Dies gilt entgegen der von der Revisionserwiderung vertretenen Meinung nicht lediglich dann, wenn das Finanzamt einen Antrag des Mandanten bereits anerkannt hat. Auch wenn ein diesem günstiger bindender Bescheid noch nicht vorliegt, der steuerliche Berater diesen vielmehr erst herbeiführen soll, darf er die Augen nicht davor verschließen, wie die Behörden vergleichbare Anträge bisher behandelt haben. Denn der steuerliche Berater geht nicht den relativ sichersten Weg, wenn er sich, weil er es besser zu wissen glaubt, über eine ständige Verwaltungspraxis hinwegsetzt. Wegen des Grundsatzes der Gesetzmäßigkeit der öffentlichen Verwaltung und der für ihre Bediensteten geltenden Gehorsamspflicht besteht nämlich eine tatsächliche Vermutung, daß eine ständige Verwaltungspraxis sich mit den Verwaltungsvorschriften im Einklang befindet und daß diese sich wiederum mit den Gesetzen decken (vgl. Ossenbühl, in: Isensee/Kirchhof, HStR III (1988) § 65 Rdnr. 46; derselbe, in: Erichsen/Martens, Allgemeines Verwaltungsrecht 10. Aufl. § 6 Rdnr. 49).
Allerdings braucht ein steuerlicher Berater die bisherige Praxis nur zu beachten, wenn er sie kennt oder kennen muß. Sich nach einer ihm unbekannten Verwaltungsübung zu erkundigen, kann der steuerliche Berater dann verpflichtet sein, wenn die Behörde über den noch zu stellenden Antrag nach ihrem Ermessen zu entscheiden hat.

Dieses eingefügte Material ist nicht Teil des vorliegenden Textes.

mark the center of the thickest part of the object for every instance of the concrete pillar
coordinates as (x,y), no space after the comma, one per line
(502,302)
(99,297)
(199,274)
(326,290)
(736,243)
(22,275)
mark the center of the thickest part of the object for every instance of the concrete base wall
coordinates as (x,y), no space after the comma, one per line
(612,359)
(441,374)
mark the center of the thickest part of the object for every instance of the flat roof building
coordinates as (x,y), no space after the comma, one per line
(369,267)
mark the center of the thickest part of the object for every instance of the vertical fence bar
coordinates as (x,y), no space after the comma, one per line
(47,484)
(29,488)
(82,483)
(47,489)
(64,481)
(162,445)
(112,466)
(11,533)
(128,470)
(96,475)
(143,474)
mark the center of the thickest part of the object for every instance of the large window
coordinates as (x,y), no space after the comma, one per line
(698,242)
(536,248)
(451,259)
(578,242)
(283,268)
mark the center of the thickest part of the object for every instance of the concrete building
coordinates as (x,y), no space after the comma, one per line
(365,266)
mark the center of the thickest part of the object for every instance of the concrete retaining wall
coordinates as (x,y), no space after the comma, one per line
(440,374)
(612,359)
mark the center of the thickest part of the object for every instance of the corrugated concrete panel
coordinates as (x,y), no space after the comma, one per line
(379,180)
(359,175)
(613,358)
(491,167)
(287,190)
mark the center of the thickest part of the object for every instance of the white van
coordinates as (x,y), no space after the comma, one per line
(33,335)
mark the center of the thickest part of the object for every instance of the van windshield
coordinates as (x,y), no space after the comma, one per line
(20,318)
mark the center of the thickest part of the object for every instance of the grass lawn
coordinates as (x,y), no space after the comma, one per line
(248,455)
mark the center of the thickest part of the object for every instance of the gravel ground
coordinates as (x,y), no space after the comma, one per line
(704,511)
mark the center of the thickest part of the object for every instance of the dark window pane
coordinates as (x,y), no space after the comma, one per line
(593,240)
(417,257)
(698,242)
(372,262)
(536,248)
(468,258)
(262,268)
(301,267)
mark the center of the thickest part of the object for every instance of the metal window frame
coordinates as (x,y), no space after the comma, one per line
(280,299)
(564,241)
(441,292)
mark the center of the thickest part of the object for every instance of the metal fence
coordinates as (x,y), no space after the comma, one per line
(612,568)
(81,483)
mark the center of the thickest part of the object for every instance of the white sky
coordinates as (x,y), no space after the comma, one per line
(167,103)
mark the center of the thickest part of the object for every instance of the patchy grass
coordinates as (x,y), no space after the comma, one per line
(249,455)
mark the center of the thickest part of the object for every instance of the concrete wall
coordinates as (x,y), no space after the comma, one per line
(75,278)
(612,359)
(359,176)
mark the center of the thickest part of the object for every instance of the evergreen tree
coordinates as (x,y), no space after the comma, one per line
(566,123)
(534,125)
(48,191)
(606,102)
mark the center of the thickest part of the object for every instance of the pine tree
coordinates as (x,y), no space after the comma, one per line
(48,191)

Denn insoweit kommt eine Ermessensbindung durch ständige – rechtmäßige – Verwaltungsübung in Betracht (BVerWGE 34, 278, 280; 44, 1, 6; Rüfner, in: Bonner Kommentar zum Grundgesetz (Oktober 1992), Art. 3 Abs. 1 Rdnr. 172, 175; Ossenbühl, in: Isensee/Kirchhof, HStR III § 65 Rdnr. 44 ff; derselbe, in: Erichsen/Martens, a.a.O. § 6 Rdnr. 49; Dürig, in: Maunz/Dürig, Grundgesetz Art. 3 Abs. 1 Rdnr. 428 ff), die der steuerliche Berater nicht außer acht lassen darf, wenn er seiner Pflicht zur umfassenden Beratung genügen will. Kann der für den Mandanten zu stellende Antrag nur Erfolg haben, wenn die Behörde den Rahmen ihres Ermessens überschreitet, ist der Berater jedoch zu einer Erkundigung grundsätzlich nicht verpflichtet. Es ist ihm nicht zuzumuten, ohne erkennbaren Anlaß – mehr oder weniger routinemäßig – bei der zuständigen Behörde nachzufragen, ob sie bei der Behandlung entsprechender Anträge möglicherweise ständig von den Steuergesetzen und den dazu ergangenen Richtlinien abweiche. Ein steuerlicher Berater muß eine derartige gefestigte Praxis aber dann kennen, sich zumindest danach erkundigen, wenn es konkrete Anhaltspunkte dafür gibt. Das ist zum Beispiel der Fall, wenn die oberen Steuerbehörden eines Landes die nachgeordneten Finanzämter angewiesen haben, von bundeseinheitlichen Richtlinien abzuweichen, und diese Anweisungen veröffentlicht sind. Anlaß, der Frage nach einer mit der objektiven Rechtslage möglicherweise nicht im Einklang stehenden Verwaltungspraxis nachzugehen, hat der steuerliche Berater auch dann, wenn diese Praxis in der Öffentlichkeit oder auch nur in den Fachkreisen, denen der Berater angehört, erörtert wird.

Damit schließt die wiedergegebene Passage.